Did they say how they did during Matthew? I ask because there was a nor’easter that blew down for 3 straight days before the hurricane was even off the coast. All of downtown and Riverside were under water. I live 3 blocks from the beach in South Jax Beach and we flooded badly, too. Thank God I didn’t live right on the beach.
There's one weather event that many here didn't experience, but it was and still is the mother of all weather events. The blizzard of '78. It was the perfect storm of perfect storms.
One of my first memories is of the family that moved in across the street from us just before the storm hit. They were a couple with two very young children and had come from San Diego. They were there for less than six months before they had to move to Dallas.
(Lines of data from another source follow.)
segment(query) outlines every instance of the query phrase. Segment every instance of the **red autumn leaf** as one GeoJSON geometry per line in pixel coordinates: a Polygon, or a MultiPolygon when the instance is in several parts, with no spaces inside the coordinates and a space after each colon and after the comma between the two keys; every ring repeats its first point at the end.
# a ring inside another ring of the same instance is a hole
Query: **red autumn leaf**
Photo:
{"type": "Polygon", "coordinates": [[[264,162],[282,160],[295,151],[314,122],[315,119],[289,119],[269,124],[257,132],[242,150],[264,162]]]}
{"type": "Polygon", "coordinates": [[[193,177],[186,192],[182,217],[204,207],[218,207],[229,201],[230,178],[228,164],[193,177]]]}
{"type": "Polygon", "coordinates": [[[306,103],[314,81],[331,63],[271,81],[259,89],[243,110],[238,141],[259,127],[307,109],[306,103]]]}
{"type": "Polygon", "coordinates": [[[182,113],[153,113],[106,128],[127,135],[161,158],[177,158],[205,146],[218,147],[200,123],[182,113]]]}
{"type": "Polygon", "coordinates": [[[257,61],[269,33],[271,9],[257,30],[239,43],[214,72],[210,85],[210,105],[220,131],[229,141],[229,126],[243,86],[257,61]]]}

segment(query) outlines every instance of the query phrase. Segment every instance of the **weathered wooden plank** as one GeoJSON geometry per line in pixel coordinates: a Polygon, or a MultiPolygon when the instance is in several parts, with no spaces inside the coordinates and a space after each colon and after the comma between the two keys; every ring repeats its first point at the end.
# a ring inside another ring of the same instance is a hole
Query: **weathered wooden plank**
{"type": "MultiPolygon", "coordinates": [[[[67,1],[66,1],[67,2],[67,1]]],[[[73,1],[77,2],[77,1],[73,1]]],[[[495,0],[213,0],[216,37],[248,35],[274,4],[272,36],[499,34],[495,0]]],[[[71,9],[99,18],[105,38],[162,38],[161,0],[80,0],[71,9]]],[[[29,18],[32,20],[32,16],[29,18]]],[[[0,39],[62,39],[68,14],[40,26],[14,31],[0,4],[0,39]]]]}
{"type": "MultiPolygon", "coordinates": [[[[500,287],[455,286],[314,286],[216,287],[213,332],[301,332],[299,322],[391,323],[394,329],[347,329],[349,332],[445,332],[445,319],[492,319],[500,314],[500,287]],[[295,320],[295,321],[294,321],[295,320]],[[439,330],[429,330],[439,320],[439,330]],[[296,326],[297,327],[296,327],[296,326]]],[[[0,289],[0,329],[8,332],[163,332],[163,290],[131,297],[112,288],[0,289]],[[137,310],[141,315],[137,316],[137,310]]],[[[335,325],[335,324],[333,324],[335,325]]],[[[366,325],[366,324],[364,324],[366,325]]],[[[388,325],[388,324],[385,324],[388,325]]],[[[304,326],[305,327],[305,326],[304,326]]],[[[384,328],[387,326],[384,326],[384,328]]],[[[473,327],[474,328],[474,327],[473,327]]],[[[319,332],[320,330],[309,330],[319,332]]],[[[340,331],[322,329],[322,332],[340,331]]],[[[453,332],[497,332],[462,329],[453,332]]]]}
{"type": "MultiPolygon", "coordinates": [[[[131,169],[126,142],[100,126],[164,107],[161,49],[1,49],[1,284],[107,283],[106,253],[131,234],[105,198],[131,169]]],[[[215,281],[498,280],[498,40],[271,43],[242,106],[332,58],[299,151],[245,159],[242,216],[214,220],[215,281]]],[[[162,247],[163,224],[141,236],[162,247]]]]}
Their timing was horrible.
I had to try and work in it and I have so many incredible memories that I wish the smart phone had been invented so I could share them.
I remember sitting in a truck in the Beachmont section of Revere MA watching waves crash over the sea wall sending water flowing down the street in front of us. There was a small driveway carved out of the side of a hill with two cars that backed out of the driveway in unison as if being driven. They both backed out, turned heading away from the coast and went down the street out of sight.
We then got stuck as we tried to get into Winthrop from Short Beach and when help arrived they snapped a chain trying to get us out and didn't want to get stuck themselves, so they left. As we sat there wondering what to do, a woman offered us shelter in a home across the street and we got some sleep in the living room while her and her two daughters slept in their rooms. I doubt that would happen in this day and age.
We had one engineer who lived a few cities over from the office and used snow shoes to walk to work. His reward a few years later was to be dumped in a cost cutting move.
When I finally got a chance to return home a couple of days later, after sleeping in the plant and trying to get more work done, I drove up my dead-end street at 3AM and saw that it was one car wide and there was a 10 foot high bank of snow left by the plows and I had to clear that to get into my driveway. I started to cry. That was when I heard the sound of my neighbors bulldozer and saw it heading my way. Ten minutes later I was in my bed. God bless you Roger and RIP.
Once the snow stopped it was back to work time but there was a ban on driving. The main street that our street was off of was like a mall with hundreds of people walking along. My wife and I had just bought a ****er Spaniel puppy and he was a hit with all of the people we saw on our walks.
Luckily, I was considered a vital worker and could drive the short ride to work, but I was stopped by the police constantly and had to explain why I had some of the office workers with me.
I'm sorry about the length of this post, but all this talk of weather brought me back to that incredible time in my life. It was surreal.